Background. Hepatitis A is the most common type of viral hepatitis in Mexico. The change of hepatitis A epidemiology in Mexico from high to intermediate endemicity leads to increasing susceptible adults for severe illness. Objective. To describe the clinical characteristics and hospital outcome of adult patients with acute hepatitis A infection, and determine risk factor for mortality.
Material and methods. This is a retrospective observational, multicentre study in Mexico City and in Guatemala City. All inhospital patients were followed until discharge or death. Risk factors for death/acute liver failure were identified.

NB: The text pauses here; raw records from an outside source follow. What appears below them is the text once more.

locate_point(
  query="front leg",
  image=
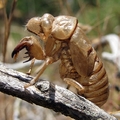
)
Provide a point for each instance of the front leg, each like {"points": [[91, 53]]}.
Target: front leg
{"points": [[48, 60]]}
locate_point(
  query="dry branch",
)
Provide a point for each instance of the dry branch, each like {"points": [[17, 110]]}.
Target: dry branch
{"points": [[50, 96]]}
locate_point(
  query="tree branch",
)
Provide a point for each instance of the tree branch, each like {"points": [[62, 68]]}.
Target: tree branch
{"points": [[50, 96]]}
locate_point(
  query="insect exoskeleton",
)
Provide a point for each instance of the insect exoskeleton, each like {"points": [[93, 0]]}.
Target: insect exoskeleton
{"points": [[64, 39]]}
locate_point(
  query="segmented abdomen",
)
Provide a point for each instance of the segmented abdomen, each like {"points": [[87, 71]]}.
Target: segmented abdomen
{"points": [[95, 85]]}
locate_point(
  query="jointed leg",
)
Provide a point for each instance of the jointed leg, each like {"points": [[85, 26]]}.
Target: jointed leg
{"points": [[43, 67], [31, 66]]}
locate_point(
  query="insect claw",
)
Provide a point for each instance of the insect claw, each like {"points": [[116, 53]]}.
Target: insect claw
{"points": [[26, 56], [27, 60], [27, 52]]}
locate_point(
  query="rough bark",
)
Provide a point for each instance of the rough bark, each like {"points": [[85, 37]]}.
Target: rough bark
{"points": [[51, 96]]}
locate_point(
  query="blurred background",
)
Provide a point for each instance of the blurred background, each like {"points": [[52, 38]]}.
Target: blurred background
{"points": [[100, 20]]}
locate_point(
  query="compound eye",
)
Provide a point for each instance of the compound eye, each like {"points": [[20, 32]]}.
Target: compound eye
{"points": [[33, 25], [46, 24]]}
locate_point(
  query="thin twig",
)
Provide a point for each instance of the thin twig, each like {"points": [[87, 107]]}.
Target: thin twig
{"points": [[7, 27], [51, 96]]}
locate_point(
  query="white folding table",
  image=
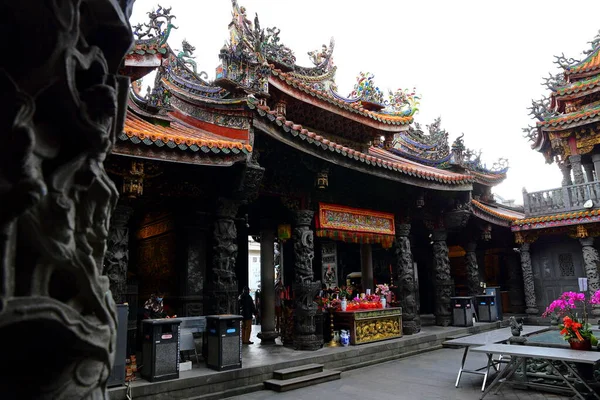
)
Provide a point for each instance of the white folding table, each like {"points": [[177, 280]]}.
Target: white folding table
{"points": [[519, 355], [495, 336]]}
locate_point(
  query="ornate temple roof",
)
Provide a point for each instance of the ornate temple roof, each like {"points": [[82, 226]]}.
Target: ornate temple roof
{"points": [[165, 141], [556, 220], [214, 118], [574, 102], [591, 64], [495, 213], [328, 96], [376, 158]]}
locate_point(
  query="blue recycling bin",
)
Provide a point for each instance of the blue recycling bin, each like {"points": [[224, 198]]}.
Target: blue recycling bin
{"points": [[495, 291]]}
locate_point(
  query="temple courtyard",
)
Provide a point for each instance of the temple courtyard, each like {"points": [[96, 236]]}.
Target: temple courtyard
{"points": [[426, 376]]}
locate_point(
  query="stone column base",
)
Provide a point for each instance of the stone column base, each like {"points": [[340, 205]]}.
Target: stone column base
{"points": [[443, 320], [307, 342], [267, 336], [532, 311], [410, 327]]}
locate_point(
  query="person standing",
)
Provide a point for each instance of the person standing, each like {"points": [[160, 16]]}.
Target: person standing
{"points": [[247, 309]]}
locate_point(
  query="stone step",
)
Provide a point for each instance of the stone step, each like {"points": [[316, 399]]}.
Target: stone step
{"points": [[301, 381], [294, 372]]}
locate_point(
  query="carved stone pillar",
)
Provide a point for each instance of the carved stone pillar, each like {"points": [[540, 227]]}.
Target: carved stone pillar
{"points": [[267, 283], [565, 169], [591, 262], [411, 320], [305, 289], [515, 284], [578, 177], [589, 172], [528, 282], [596, 161], [473, 277], [62, 106], [444, 285], [224, 290], [366, 267], [116, 259]]}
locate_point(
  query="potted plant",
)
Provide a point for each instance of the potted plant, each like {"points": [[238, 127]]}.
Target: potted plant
{"points": [[574, 329]]}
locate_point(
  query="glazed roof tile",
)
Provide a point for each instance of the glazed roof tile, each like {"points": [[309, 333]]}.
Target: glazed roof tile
{"points": [[490, 178], [578, 86], [354, 107], [498, 212], [376, 156], [556, 217], [178, 136], [572, 118], [591, 63]]}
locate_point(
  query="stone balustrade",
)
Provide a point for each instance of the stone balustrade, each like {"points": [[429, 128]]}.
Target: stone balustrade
{"points": [[564, 199]]}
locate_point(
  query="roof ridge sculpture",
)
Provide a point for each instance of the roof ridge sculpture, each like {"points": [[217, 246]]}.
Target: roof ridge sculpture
{"points": [[566, 107]]}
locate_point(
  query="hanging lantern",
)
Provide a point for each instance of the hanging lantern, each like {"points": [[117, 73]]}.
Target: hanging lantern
{"points": [[322, 180], [486, 234], [133, 181], [420, 200], [284, 232]]}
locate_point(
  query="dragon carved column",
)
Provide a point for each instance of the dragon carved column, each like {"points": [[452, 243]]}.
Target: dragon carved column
{"points": [[444, 285], [305, 289], [528, 282], [116, 259], [62, 105], [224, 281], [591, 262], [473, 277], [411, 320]]}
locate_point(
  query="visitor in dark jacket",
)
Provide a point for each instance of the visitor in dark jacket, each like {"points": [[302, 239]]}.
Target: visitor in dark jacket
{"points": [[247, 309]]}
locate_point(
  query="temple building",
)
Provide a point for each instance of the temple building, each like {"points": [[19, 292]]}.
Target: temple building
{"points": [[557, 235], [271, 149]]}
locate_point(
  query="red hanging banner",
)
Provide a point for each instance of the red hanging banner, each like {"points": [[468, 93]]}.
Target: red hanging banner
{"points": [[355, 225]]}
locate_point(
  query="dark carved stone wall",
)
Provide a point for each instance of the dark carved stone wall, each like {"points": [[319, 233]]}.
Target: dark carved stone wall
{"points": [[444, 285], [411, 320], [62, 104], [224, 282], [473, 277], [116, 259], [305, 289]]}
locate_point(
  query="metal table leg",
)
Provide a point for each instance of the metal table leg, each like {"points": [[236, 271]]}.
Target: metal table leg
{"points": [[576, 374], [462, 366]]}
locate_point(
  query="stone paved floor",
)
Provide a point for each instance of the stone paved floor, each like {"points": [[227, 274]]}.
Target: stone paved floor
{"points": [[427, 376]]}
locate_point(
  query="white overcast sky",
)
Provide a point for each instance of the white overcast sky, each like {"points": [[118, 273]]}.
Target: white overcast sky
{"points": [[477, 64]]}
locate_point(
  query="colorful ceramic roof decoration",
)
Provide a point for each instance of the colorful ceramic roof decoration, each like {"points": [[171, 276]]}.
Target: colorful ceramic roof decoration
{"points": [[557, 220], [590, 64], [177, 137], [495, 213], [376, 157], [257, 72], [355, 225], [573, 105], [354, 106]]}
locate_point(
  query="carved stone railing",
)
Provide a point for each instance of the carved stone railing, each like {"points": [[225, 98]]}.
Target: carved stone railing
{"points": [[563, 199]]}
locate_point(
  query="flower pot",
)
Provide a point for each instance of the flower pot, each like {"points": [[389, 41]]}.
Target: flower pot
{"points": [[585, 344]]}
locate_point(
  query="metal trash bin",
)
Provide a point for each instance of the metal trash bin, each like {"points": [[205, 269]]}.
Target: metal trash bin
{"points": [[486, 308], [462, 311], [495, 291], [160, 349], [224, 337], [117, 375], [190, 326]]}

Results. Forty seven patients were analyzed, sixty percent were male, the prodrome phase was from 3 to 30 days. The three most common symptoms were fever, malaise and jaundice, with 87%, 74% and 62% respectively. The incidence of patients who were treated with antibiotics before hospital admission was up to 34%. Unnecessary imaging studies and out of guidelines drugs were used. Presence of encephalopathy, leukocytes > 19,000/mL, blood urea nitrogen > 36 mg/dL, creatinine > 2 mg/dL, albumin < 2.5 mg/dL andtotal bilirubin > 9.6 mg/dL, are predictors of mortality. Serum creatinine > 2 mg/dL has the best sensibility and specificity for predicting fulminant hepatitis/death.

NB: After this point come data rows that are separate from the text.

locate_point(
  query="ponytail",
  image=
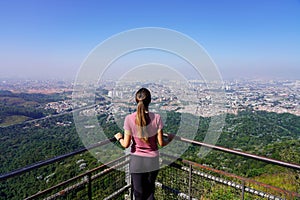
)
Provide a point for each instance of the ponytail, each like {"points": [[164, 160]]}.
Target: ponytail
{"points": [[143, 98]]}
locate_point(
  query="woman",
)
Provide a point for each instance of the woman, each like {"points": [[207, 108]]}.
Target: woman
{"points": [[145, 130]]}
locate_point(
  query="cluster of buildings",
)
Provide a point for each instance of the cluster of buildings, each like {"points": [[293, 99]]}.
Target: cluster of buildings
{"points": [[192, 96], [196, 98]]}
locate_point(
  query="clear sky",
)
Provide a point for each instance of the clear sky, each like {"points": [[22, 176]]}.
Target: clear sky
{"points": [[245, 38]]}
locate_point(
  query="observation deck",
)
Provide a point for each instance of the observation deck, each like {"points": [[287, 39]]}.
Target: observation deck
{"points": [[182, 179]]}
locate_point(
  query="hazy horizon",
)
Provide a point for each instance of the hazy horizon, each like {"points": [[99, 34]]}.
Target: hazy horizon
{"points": [[249, 39]]}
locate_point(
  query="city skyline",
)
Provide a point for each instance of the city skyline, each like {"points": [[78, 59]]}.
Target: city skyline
{"points": [[249, 39]]}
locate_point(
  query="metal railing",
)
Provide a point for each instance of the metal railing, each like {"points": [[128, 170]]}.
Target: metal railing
{"points": [[181, 179]]}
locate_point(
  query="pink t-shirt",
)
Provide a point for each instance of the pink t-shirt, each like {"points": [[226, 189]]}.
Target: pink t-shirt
{"points": [[138, 146]]}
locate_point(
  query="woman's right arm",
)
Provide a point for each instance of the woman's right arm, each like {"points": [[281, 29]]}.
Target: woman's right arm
{"points": [[160, 138]]}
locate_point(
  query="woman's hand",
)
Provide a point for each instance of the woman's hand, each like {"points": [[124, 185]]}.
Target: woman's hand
{"points": [[119, 136]]}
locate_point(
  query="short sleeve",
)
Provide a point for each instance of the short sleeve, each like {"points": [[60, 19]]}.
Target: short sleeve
{"points": [[127, 123], [160, 123]]}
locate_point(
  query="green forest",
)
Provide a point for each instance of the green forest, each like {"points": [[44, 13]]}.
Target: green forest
{"points": [[262, 133]]}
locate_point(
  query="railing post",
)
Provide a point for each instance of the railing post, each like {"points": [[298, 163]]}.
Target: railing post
{"points": [[190, 181], [243, 190], [89, 186]]}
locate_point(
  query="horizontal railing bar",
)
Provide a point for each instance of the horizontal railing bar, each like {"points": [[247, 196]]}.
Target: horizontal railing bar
{"points": [[240, 153], [81, 176], [52, 160]]}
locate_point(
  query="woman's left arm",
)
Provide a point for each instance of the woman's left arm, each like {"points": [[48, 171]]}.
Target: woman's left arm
{"points": [[124, 141]]}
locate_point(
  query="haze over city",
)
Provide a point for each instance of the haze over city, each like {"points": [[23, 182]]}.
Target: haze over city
{"points": [[245, 39]]}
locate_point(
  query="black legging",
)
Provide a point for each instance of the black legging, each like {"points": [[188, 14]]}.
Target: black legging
{"points": [[143, 171]]}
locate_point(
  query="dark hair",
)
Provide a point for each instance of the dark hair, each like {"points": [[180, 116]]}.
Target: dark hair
{"points": [[143, 99]]}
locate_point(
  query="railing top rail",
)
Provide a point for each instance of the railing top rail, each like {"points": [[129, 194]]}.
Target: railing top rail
{"points": [[240, 153], [101, 143], [52, 160]]}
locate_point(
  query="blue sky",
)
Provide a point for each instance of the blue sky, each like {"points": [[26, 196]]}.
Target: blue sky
{"points": [[245, 38]]}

Conclusion. Acute hepatitis A infection in adults is associated some unnecessary diagnostic and therapeutic approach. Could be associated with fulminant hepatitis, and a creatinine value > 2 mg/dL is the best predictor for fulminant hepatitis and death.

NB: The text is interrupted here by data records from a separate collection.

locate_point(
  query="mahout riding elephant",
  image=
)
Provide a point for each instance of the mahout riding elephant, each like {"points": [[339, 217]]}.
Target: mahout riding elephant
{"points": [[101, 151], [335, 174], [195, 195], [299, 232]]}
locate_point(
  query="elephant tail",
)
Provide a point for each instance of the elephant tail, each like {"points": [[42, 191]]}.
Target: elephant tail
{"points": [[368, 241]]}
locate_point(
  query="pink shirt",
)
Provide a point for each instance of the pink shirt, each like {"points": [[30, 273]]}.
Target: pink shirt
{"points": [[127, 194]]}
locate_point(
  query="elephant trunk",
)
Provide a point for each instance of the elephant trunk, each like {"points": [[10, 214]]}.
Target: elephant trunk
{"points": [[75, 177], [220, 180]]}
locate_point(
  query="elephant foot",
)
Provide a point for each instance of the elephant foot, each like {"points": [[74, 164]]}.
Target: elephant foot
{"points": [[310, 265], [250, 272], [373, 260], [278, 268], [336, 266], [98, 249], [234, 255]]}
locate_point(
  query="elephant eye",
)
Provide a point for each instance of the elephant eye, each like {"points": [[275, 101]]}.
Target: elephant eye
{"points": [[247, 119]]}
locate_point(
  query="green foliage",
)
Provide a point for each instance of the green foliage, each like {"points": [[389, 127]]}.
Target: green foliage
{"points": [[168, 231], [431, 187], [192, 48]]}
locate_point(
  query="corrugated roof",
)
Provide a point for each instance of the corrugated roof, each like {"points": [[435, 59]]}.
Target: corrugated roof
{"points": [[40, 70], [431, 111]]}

Hepatitis A is an infectious disease caused by hepatitis A virus (HAV), it is self-limited and do not cause chronic liver disease. HAV is a single stranded RNA virus without envelope, which is transmitted by fecal-oral route with contaminated food and water, and it can also generate epidemic outbreaks. HAV generates acute hepatocellular damage mediated by the host immune response, not directly by the virus, as HAV is not a cytopathic virus. Infection with HAV is prevalent throughout the world with different epidemiology according to the age of exposition and immunization for HAV. Approximately 1.4 million cases of hepatitis A occur each year worldwide.1 The epidemiology varies with the socioeconomic conditions, with high endemicity in countries with poor hygiene and sanitary standards.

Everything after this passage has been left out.